Thursday, April 08, 2010

How Important?

Don't worry, this isn't a rant about Ubisoft DRM. Yes, it's about Ubisoft DRM, nominally, but it's about more than that.

It's about conviction.

Eurogamer reported Wednesday that the DRM issues with Settlers 7 (difficulty establishing and maintaining the required connection with Ubi servers) are still not "completely resolved."

The game shipped nearly two weeks ago.

Here's a quote from Ubisoft:
Our technical teams have made progress but we are not yet able to say that the issue is completely resolved.

So this has morphed from "measured inconvenience" to "inconvenience without boundary," and I've got to think that's a disaster for Ubisoft.

Here's what seems particularly interesting, though: even after an absolute public relations ass-blasting in regards to their use of this "constant connection" DRM, they're still forging ahead. Well, forging, anyway.

To me, that indicates that Ubisoft is absolutely convinced that piracy rates are so high that even losing a significant portion of PC sales due to the DRM method will be more than recouped by pirates buying the game because they can't crack it.

That's the question, really--who constitutes the larger group? Is it pissed off customers who won't buy because of the DRM, or pirates who WILL buy because of the DRM?

It's hard for me to make the leap to pirates buying games they can't crack, unless the game was so huge and so necessary that everyone was playing it. Ubisoft isn't making Modern Warfare, though.

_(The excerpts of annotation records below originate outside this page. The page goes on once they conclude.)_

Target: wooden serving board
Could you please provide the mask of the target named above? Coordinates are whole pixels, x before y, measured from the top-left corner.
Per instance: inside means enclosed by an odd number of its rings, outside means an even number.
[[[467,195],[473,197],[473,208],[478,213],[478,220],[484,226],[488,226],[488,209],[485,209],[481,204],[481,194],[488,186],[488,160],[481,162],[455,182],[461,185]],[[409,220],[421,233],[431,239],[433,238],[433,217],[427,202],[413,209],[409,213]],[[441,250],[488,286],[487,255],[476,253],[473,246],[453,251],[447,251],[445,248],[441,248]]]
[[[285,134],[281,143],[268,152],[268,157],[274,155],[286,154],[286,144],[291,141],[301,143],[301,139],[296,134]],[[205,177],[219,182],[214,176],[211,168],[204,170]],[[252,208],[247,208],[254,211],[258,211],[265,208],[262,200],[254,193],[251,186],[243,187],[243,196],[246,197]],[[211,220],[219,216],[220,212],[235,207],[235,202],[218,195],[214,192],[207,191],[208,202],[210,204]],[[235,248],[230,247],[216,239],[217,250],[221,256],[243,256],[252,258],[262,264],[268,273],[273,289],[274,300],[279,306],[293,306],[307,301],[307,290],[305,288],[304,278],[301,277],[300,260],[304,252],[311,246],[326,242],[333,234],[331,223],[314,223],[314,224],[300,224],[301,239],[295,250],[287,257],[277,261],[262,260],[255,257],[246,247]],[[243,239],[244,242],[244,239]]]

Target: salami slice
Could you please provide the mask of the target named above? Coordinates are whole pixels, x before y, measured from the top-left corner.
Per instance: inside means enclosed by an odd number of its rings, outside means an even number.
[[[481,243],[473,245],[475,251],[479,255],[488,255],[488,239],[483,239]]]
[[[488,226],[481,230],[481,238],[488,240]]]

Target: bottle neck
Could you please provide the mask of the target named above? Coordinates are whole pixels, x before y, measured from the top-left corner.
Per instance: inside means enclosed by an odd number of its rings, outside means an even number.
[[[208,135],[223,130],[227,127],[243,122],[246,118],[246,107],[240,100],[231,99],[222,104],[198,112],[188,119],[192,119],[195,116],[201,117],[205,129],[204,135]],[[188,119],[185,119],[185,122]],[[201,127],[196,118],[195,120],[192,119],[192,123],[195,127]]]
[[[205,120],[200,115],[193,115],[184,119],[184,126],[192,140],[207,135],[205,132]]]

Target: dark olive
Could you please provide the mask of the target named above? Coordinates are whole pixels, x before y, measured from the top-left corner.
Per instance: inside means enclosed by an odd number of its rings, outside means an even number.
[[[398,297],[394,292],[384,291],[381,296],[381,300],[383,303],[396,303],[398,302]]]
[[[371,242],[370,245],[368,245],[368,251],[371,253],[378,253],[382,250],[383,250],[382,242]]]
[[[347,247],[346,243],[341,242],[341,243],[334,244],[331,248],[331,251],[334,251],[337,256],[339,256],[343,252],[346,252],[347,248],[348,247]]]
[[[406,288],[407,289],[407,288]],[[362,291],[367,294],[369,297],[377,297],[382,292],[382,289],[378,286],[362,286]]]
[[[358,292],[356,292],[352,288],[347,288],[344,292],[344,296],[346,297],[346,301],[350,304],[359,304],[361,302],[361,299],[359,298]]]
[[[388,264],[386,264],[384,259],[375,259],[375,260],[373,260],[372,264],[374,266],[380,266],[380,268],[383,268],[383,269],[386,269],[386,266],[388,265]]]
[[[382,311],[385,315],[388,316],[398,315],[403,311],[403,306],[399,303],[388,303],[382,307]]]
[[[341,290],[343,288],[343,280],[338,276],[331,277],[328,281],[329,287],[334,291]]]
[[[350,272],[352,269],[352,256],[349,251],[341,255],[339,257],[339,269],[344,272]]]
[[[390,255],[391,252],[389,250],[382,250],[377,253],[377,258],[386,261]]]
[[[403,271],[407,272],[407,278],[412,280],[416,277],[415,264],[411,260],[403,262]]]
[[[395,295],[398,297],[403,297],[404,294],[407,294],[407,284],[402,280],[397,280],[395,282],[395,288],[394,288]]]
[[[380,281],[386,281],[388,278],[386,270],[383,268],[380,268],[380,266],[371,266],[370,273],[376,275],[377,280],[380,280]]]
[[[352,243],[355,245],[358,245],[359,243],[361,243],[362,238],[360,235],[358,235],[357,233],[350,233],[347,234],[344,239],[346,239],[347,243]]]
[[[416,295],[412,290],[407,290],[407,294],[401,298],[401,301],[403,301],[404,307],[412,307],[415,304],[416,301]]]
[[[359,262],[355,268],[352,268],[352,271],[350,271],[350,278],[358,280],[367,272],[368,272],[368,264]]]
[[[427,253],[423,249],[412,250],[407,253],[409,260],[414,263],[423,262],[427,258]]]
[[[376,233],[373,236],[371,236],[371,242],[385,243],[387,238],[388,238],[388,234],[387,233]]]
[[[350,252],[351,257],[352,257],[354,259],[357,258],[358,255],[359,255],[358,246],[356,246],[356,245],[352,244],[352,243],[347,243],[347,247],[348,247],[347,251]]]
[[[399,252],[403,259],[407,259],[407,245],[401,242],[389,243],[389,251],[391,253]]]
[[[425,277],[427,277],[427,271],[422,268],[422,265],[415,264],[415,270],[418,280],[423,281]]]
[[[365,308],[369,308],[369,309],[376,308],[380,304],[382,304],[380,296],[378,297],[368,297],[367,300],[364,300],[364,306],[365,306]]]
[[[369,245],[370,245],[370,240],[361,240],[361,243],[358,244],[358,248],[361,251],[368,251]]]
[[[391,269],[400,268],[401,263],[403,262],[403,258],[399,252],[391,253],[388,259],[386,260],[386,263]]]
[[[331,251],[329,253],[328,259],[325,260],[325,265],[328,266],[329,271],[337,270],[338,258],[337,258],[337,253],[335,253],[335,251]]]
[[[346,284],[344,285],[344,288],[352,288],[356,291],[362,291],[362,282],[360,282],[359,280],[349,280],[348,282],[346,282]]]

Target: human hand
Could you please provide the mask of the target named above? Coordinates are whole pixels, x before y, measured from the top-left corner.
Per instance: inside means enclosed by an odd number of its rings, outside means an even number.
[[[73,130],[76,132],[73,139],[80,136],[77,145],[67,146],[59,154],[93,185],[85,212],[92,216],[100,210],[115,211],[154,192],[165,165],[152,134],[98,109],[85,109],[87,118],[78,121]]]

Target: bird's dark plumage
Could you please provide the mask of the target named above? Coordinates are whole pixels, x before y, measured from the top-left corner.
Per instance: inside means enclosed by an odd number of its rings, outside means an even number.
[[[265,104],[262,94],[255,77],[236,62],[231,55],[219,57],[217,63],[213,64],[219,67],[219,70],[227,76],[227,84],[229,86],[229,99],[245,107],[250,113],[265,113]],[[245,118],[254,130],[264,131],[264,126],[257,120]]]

At first, I thought this was just another example (one of many) of us getting screwed. As it turns out, though, it's more interesting from the standpoint of Ubisoft so strongly believing they're right that either
1) they really are right, or
2) their congitive dissonance is so high that they can't see their mistake

Either way, I'm making some popcorn, because this just keeps getting better.